L’atmosfera nel campo è tesa, tutti hanno paura di infettarsi, ma la loro fortuna tiene. Restano nel campo di Suruc per due mesi, poi li spostano in un altro TAC (centro di accoglienza temporanea) a
Gaziantep. I campi sono strapieni di siriani, lì da anni, e curdi, isolati e trattati da appestati. Alla fine, ad agosto, riescono a entrare in Grecia: il padre muore per un infarto e inizia una lunga marcia attraverso Macedonia, Serbia, Bosnia e Croazia. Comincia a raccontarmi delle botte al confine croato, quando i suoi la chiamano per mangiare… "Dopo ti racconto ancora...". Ma arriva tanta gente e quando finiamo di visitarli tutti, lei non c’è più, addormentata con le sue sorelle in un modulo in cortile.

Quella di Nargis è solo una delle mille storie, tutte diverse e tutte uguali, storie che raccontano di una fuga durante una vita normale, simile alla mia. Penso a cosa farei al loro posto se un giorno mi accorgessi che la mia vita sta per cambiare, che non posso più vivere dove sono nato. Ripenso alle sue parole che descrivono la paura, il dolore e la sofferenza durante la marcia, la rinuncia a tutto quello che aveva.

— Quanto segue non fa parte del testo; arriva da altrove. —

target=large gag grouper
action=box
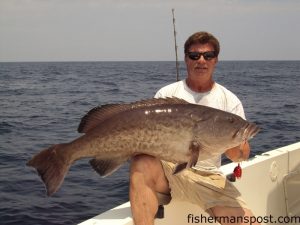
[27,98,260,196]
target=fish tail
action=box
[27,143,71,196]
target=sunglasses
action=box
[187,51,216,61]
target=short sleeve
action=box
[230,102,246,120]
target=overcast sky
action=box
[1,0,300,62]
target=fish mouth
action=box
[242,123,260,140]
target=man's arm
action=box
[224,141,250,162]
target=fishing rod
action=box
[172,8,180,81]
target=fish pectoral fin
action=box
[90,157,128,177]
[173,141,200,175]
[173,162,188,174]
[187,141,200,168]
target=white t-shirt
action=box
[154,79,246,172]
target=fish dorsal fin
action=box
[78,97,188,133]
[78,103,129,133]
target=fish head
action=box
[193,111,260,151]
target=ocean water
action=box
[0,61,299,225]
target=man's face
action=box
[185,43,218,82]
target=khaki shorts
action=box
[161,161,248,211]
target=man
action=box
[129,31,260,225]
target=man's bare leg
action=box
[129,155,170,225]
[209,206,261,225]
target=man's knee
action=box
[130,154,162,174]
[130,154,169,193]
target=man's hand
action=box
[225,141,250,162]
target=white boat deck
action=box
[79,142,300,225]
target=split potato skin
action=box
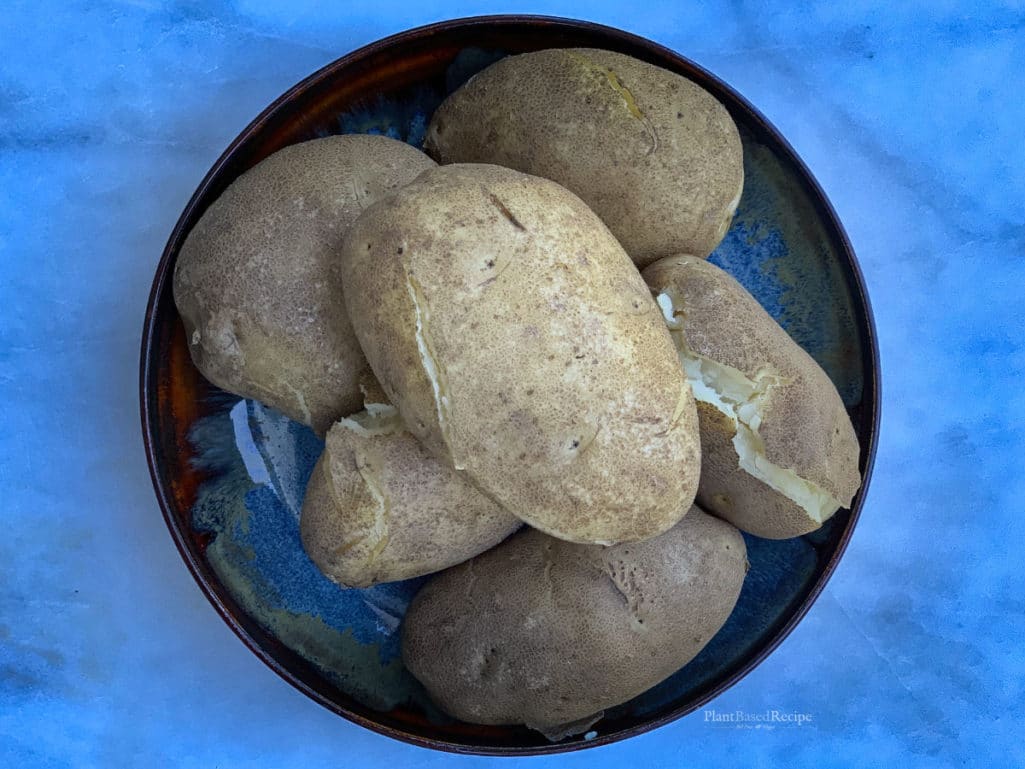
[340,163,700,545]
[424,48,744,266]
[173,135,436,434]
[300,403,521,588]
[643,255,861,539]
[401,506,747,735]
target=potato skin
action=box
[425,48,744,266]
[643,255,861,538]
[340,163,700,545]
[300,410,521,588]
[401,506,746,734]
[173,135,435,434]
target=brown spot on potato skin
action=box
[486,190,526,231]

Da marzo 2021 al Rifugio Massi di Oulx sono passate oltre 5mila persone, il 40 per cento sono afghani, fuggiti quando hanno cominciato a capire che il loro mondo stava per cambiare e che per questo hanno deciso di affrontare migliaia di chilometri di cammino, violenze, estorsioni, freddo e fame. Hanno deciso che la libertà era più importante di tutti i loro beni. Loro sono quelli che abbiamo incontrato finora, se vogliamo i più fortunati di questa tragedia. Fortunati perché hanno potuto programmare la fuga, prepararsi, allenarsi. E nonostante tutto il male che hanno affrontato, questo immagino sia poco rispetto a quello che affrontano e affronteranno quelli che invece scappano ora, mentre le cose succedono. Loro arriveranno ancora più stanchi, ancora più disperati nel cuore dell’inverno pronti a rischiare la vita sui sentieri di alta montagna come avevano fatto i nostri nonni. Con un solo motivo nel cuore: libertà.

Non ci sono soluzioni facili per questa vicenda, quello che facciamo sembra un cerotto messo su una ferita d’arma da fuoco. Persino il Rifugio è solo una carezza per chi ha così sofferto. Solo la creazione immediata di corridoi umanitari può essere una soluzione, insieme a un posto dove stare. Senza dimenticare chi è intrappolato nella rotta tra Iran e Croazia, ogni notte a giocare il Game, la roulette russa dove se vinci vai avanti altrimenti ti ributtano indietro. Nargis e la sua famiglia sono riusciti a passare in Francia nella notte successiva, non l’ho più rivista. Spero che la Germania sia vicina, buona vita Nargis.